Mr. Gannon is a Co-Founder of Outback Steakhouse, where he was a senior executive responsible for food and menu oversight through its public offering in 2012. In 2006, Mr. Gannon co-founded OSI Restaurant Partners, an operator of Outback Steakhouse, Carrabba’s Italian Grill, Bonefish Grill, Roy’s Restaurant and Fleming’s Prime Steakhouse & Wine Bar units. Prior to co-founding Outback Steakhouse, Mr. Gannon spent 14 years at other restaurant groups including Steak & Ale and Copeland’s Cajun Café. In 1994, Mr. Gannon was named Entrepreneur of the Year by Inc. magazine. Other honors include the Florida Restaurant Association’s Lifetime Achievement Award, an honorary Doctorate in Business Administration and Food Service Management from Johnson & Wales University, and induction into both the U.S. Business Hall of Fame and the Tampa Bay Chamber of Commerce Business Hall of Fame. Mr. Gannon received a BA in Art History from Florida State University.


Daniel Ginsberg, 67
Director

Mr. Ginsberg has served as Chairman of Potbelly Corporation since 2014. Mr. Ginsberg previously served as Chief Executive Officer of Dermalogica from 2011 to 2014, and has a comprehensive background in branding strategy, marketing, and advertising.

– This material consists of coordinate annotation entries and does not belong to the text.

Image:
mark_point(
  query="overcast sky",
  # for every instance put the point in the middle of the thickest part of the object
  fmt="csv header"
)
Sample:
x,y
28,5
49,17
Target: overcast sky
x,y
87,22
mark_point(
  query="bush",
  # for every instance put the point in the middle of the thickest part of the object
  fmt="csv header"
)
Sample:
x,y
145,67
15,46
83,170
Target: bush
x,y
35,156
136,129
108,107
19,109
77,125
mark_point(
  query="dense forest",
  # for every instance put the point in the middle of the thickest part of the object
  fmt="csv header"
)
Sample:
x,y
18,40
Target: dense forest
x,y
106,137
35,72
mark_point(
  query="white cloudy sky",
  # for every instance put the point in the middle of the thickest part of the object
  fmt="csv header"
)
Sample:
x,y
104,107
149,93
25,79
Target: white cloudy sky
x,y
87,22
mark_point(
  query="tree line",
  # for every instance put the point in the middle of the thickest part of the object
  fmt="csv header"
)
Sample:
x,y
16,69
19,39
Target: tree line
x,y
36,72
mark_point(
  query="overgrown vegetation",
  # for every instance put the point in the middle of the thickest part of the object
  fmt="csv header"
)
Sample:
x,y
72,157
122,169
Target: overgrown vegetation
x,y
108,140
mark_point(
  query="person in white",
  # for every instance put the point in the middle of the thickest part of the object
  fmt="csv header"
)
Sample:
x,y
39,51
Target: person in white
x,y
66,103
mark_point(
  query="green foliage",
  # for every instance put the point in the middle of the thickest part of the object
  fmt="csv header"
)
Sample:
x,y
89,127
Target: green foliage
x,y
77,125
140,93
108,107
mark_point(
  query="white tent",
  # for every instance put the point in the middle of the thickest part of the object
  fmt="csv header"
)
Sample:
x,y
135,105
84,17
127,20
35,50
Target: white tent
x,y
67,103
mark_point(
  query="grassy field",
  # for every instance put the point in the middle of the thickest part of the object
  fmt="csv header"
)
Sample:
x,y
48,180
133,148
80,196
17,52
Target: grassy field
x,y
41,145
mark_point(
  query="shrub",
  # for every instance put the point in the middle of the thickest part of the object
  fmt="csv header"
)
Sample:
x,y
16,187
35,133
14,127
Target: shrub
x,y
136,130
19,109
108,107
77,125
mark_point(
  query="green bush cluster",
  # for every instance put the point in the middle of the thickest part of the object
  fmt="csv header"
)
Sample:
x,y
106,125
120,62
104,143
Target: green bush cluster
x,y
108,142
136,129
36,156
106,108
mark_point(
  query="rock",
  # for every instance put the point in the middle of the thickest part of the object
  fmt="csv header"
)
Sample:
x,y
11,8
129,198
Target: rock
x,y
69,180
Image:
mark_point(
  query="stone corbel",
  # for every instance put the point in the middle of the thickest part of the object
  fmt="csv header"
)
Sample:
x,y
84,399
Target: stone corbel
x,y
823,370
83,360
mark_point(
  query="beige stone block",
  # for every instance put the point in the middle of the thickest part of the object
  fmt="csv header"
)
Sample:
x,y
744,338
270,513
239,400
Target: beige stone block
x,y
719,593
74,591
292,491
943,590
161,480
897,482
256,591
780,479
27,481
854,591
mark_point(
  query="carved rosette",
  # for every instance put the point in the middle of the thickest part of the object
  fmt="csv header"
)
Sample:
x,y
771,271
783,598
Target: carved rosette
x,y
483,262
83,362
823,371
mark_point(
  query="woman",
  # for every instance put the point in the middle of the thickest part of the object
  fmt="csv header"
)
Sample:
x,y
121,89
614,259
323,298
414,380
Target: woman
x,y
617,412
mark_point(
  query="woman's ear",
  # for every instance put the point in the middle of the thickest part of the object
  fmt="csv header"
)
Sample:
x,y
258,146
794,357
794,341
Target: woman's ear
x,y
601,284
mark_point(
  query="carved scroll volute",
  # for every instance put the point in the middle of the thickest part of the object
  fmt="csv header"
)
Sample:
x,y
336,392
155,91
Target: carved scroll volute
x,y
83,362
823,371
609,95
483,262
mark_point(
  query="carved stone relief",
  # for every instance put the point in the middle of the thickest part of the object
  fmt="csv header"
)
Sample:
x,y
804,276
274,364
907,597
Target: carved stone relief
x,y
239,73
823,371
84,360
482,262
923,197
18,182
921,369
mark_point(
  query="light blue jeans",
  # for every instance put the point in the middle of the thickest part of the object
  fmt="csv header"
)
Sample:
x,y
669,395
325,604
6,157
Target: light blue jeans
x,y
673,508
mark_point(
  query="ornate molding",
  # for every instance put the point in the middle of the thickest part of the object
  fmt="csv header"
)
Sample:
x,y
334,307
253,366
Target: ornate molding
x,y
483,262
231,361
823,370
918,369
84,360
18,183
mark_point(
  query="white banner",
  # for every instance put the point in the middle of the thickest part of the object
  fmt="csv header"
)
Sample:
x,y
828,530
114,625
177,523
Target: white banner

Prior to these positions, Mr. Ginsberg served as Chief Executive Officer of Red Bull North America until 2007. Before taking over the leadership role at Red Bull, Mr. Ginsberg was an advertising and marketing executive who held executive positions at agencies such as NW Ayer, Cunningham & Walsh and dGWB. Mr. Ginsberg also served as Chief Marketing Officer at Hardee’s. Mr. Ginsberg received an MA in Communications and Marketing from Boston University.


Rick Mazer, 73
Director

Mr. Mazer has served as Chairman of The Culinary Institute of America since 2017, and has also been a member of the boards of Food for All, Gardenburger, Thrifty Foods of Burlington, and Hospital Cost Consultants and Accountants, Inc. Mr. Mazer previously served as President and Chief Executive Officer of Ventura Foods from 1997 to 2009, where he played a key role in growing the company’s sales from $500 million to more than $2 billion annually. Prior to joining Ventura Foods, Mr. Mazer was a consultant to producers, manufacturers, retailers, and grocery and convenience store wholesalers. Mr. Mazer also previously held management positions at Deloitte and Touche, Kidder, Peabody & Co. and Boston Consulting Group. Mr. Mazer received degrees in Economics and Industrial Management from the Massachusetts Institute of Technology.